Clamp-audio Salazar, CEO of Alertot, says the issue affects Scrapy <1.5.2, introduced in January this year.
It includes a telnet service, enabled by default, that is designed to make debugging easier.
As such, telnet services aren’t restricted to a set of functions; instead, the telnet console provides a python shell in the context of the spider.
This, says Salazar, “makes it powerful for debugging and interesting if someone gets access to it”.
Because the console is available without any authentication, it’s open to any local user. And if there’s a spider running, it’s possible to define a reverse shell to gain access to the machine.
More worryingly, though, the vulnerability can also be exploited remotely, thanks to the allowed_domains that the spider is allowed to crawl.
“An interesting behavior happens when there’s a request to a page in an allowed domain but redirects to a not allowed domain, since it won’t be filtered and will be processed by the spider,” Salazar explains in a blog post.
“Abusing [the] allowed_domains behavior, the malicious actor could [make it so] that the spider sends requests to domains of its interest."
Salazar has dubbed the potential attack ‘Spider Side Request Forgery’ – Server Side Request Forgery.
“It’s quite significant, because Scrapy spiders are client-side software and they are supposed to extract data from websites, but not the other way around.

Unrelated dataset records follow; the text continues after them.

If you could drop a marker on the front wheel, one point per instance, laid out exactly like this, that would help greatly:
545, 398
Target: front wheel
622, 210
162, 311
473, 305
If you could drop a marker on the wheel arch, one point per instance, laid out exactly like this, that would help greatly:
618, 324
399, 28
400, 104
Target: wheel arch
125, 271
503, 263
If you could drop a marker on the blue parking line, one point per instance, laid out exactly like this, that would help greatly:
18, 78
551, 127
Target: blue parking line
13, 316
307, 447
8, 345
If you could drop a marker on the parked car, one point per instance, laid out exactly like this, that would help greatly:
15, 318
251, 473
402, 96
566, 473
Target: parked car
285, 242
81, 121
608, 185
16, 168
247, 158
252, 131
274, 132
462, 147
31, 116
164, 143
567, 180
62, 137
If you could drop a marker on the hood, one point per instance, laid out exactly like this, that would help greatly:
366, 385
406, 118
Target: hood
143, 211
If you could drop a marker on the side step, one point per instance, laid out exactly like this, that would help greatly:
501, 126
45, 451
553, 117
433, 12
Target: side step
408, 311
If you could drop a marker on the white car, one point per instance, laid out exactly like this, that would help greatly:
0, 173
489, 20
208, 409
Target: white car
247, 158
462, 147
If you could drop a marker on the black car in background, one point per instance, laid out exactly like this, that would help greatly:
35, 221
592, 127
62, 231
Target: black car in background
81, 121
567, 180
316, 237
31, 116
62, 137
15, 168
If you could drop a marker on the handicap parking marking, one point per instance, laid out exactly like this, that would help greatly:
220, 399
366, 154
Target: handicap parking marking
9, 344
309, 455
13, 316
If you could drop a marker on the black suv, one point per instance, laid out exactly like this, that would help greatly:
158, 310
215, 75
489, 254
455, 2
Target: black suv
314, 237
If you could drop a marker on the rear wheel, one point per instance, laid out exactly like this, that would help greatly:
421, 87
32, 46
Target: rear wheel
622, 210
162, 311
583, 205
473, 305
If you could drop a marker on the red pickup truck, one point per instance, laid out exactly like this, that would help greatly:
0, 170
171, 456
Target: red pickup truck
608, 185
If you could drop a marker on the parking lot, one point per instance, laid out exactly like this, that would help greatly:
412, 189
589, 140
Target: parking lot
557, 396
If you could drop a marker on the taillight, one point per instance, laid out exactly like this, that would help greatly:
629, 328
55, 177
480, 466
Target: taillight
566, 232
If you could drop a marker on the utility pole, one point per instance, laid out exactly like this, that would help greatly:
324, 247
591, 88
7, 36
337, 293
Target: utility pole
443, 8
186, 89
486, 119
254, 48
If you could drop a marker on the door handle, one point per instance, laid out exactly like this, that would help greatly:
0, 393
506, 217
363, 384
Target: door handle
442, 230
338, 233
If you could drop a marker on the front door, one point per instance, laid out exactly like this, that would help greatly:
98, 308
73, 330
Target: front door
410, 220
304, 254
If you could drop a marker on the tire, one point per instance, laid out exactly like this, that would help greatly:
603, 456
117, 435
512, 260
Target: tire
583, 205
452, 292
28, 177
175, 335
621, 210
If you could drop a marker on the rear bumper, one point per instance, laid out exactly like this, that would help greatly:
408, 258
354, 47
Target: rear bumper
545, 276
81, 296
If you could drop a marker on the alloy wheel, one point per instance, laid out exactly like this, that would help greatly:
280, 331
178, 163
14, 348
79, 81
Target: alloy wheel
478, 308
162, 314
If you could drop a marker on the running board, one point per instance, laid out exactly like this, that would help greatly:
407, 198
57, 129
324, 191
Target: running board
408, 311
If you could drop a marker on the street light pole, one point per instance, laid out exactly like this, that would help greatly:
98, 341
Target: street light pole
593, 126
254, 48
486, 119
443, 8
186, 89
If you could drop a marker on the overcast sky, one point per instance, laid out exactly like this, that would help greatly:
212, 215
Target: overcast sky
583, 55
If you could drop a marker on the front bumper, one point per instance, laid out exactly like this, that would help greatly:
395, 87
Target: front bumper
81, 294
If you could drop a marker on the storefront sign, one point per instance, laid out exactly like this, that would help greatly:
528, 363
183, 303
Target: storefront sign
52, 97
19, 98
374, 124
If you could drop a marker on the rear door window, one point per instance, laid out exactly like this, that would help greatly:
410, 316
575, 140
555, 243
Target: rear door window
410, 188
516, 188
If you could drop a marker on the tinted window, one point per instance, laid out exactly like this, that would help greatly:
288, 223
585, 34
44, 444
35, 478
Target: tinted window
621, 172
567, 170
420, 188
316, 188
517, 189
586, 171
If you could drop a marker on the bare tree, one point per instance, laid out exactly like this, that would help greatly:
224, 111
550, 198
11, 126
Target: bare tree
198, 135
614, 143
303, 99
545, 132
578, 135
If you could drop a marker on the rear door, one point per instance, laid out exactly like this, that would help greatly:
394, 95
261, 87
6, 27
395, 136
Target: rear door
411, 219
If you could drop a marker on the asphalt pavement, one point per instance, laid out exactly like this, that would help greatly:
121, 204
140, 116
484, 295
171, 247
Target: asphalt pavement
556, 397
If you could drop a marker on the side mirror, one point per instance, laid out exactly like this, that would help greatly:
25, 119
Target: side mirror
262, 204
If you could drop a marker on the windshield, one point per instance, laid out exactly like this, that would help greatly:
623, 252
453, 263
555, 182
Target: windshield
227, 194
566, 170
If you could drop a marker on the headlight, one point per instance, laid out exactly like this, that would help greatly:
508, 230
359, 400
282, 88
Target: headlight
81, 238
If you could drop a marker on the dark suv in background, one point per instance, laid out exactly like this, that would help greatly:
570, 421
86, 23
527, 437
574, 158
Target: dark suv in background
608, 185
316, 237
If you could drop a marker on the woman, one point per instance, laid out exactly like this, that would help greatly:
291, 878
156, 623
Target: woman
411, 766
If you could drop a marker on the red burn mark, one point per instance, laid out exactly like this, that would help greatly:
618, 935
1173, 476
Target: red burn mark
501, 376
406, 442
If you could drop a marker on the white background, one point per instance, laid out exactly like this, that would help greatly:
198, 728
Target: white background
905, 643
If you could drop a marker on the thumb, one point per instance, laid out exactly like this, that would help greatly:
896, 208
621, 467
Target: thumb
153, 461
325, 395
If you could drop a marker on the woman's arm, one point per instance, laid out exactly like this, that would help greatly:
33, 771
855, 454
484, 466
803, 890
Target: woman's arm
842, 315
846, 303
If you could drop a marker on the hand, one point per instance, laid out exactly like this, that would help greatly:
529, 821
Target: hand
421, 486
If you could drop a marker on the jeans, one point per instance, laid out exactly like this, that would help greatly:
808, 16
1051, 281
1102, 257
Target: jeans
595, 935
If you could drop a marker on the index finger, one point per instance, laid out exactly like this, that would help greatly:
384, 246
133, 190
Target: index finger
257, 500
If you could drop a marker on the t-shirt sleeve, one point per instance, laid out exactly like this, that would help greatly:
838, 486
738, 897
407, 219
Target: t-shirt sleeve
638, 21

This raises new concerns about running this type of software and how to do it safely,” he tells The Daily Swig.
“There are web scraping projects in other programming languages, and they could have similar issues that compromise the user running the software. That’s part of our research this year ¬– this is just the beginning.”
Salazar advises updating to Scrapy 1.5.2 or higher, and disabling the telnet service unless it’s truly necessary.
“As a recommendation, you should run spiders in containers to avoid being affected by a malicious website,” he adds.
Mitigating risk
Ed Williams, director EMEA for SpiderLabs at Trustwave says he’s unsurprised by the news.
“The advice is always to reduce the attack surface and ensure that you’re running the latest, stable release of software,” he told The Daily Swig.
“What is worrying is that we’re still seeing Telnet being used – as a community we should be in a position where any mention of ‘dear old Telnet’ is instantly understood as bad practice and removed.
“Sadly, I don’t believe we are there yet, and we continue to see security issues abound with its use.”
Jarno Niemela, principal researcher at F-Secure Labs, offered some advice on how to protect against web spider vulnerabilities.
He told The Daily Swig: “Being able to take over a web spider component is quite significant, especially as many companies have basically no internal security in their server backend.
“What needs to be done is the same that should always be done when working with a component that handles external content. Isolate both inside and outside the box.
“Any component that processes internal code should run in a security container. For example, a well configured Docker container or SE-linux hardened VM.
“Also the server or VM that does input fetching and processing should be very restricted on what connections it can do and where it can connect to.”